This project demonstrates the application of Machine Learning, specifically deep neural networks, in identifying transcription-factor binding sites in DNA sequences. Utilizing a synthetic dataset of DNA sequences, the goal is to predict the presence of a specific transcription factor indicated by labels (1 or 0) using a developed machine learning model.
The dataset consists of DNA sequences that are either regulated by a specific transcription factor (label 1) or not (label 0).
Data Loading and Preprocessing: The data is loaded and preprocessed using one-hot encoding to transform the DNA sequences into a matrix format, suitable for machine learning algorithms.
The project involves building and training a deep neural network, with convolutional layers to detect motifs indicative of binding sites.
The model is evaluated on a test dataset, with performance metrics such as accuracy and a confusion matrix being computed.
To interpret the model, saliency maps are computed to identify which parts of the DNA sequences most influence the model's predictions.

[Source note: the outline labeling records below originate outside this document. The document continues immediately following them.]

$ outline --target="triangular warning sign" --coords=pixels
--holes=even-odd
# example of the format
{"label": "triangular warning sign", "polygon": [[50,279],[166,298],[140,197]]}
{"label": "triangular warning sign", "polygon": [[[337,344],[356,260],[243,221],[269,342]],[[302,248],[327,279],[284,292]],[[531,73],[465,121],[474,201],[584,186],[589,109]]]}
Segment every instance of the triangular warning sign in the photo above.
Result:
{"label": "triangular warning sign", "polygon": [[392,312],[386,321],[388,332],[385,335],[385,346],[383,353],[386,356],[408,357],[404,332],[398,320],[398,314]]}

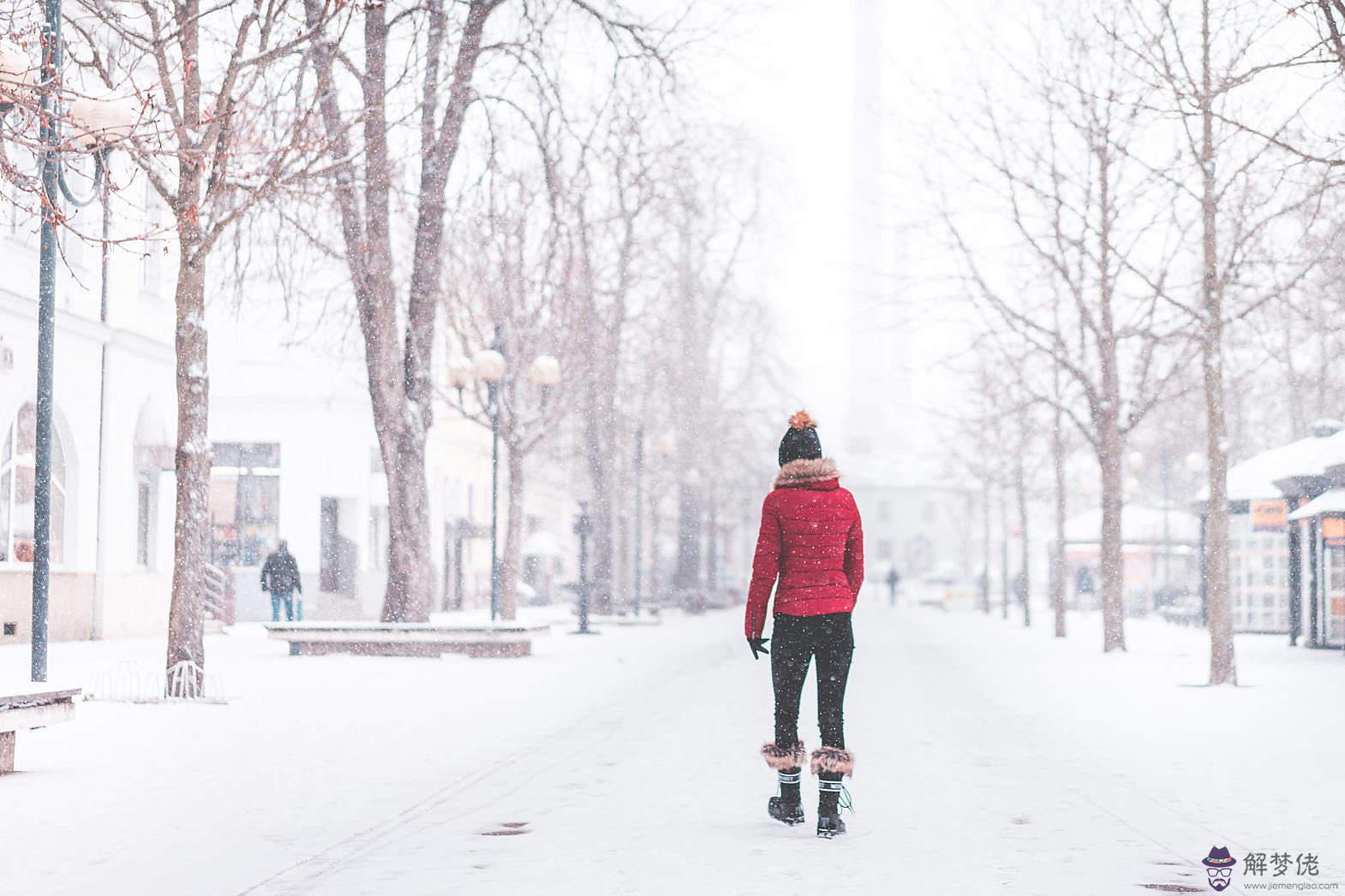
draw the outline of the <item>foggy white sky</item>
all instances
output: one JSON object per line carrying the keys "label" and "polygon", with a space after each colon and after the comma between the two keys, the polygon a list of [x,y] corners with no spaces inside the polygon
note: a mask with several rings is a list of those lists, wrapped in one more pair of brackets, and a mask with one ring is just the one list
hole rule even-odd
{"label": "foggy white sky", "polygon": [[[865,0],[736,4],[729,27],[697,59],[693,73],[712,114],[749,126],[763,146],[763,282],[780,312],[784,353],[796,372],[791,400],[807,404],[831,434],[842,430],[849,416],[853,339],[847,321],[853,310],[847,300],[853,266],[863,263],[851,251],[859,1]],[[940,286],[912,283],[925,279],[920,270],[928,263],[928,247],[919,244],[919,232],[908,230],[924,214],[912,207],[919,201],[919,172],[911,141],[919,145],[919,134],[929,128],[928,121],[920,121],[928,94],[920,94],[956,79],[966,55],[959,30],[976,21],[976,8],[986,4],[868,1],[881,5],[885,58],[882,109],[870,110],[884,128],[882,200],[888,210],[882,257],[873,265],[882,274],[885,293],[928,306]],[[858,313],[861,322],[869,322],[866,312]],[[917,403],[939,400],[946,377],[929,367],[956,337],[954,328],[925,322],[905,339],[915,355],[905,367],[912,371],[908,386]],[[919,414],[911,408],[893,416],[901,431],[928,429],[916,423]]]}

The repository contains a Jupyter Notebook with detailed steps and code for data preprocessing, model building, and evaluation. Users can experiment with different model architectures and parameters.
Python Libraries: TensorFlow, Keras, Pandas, Scikit-Learn, Matplotlib, Seaborn
Clone the repository. Install required libraries. Run the Jupyter Notebook, following the instructions and completing the incomplete cells. Experiment with modifying the model and preprocessing steps to explore different outcomes.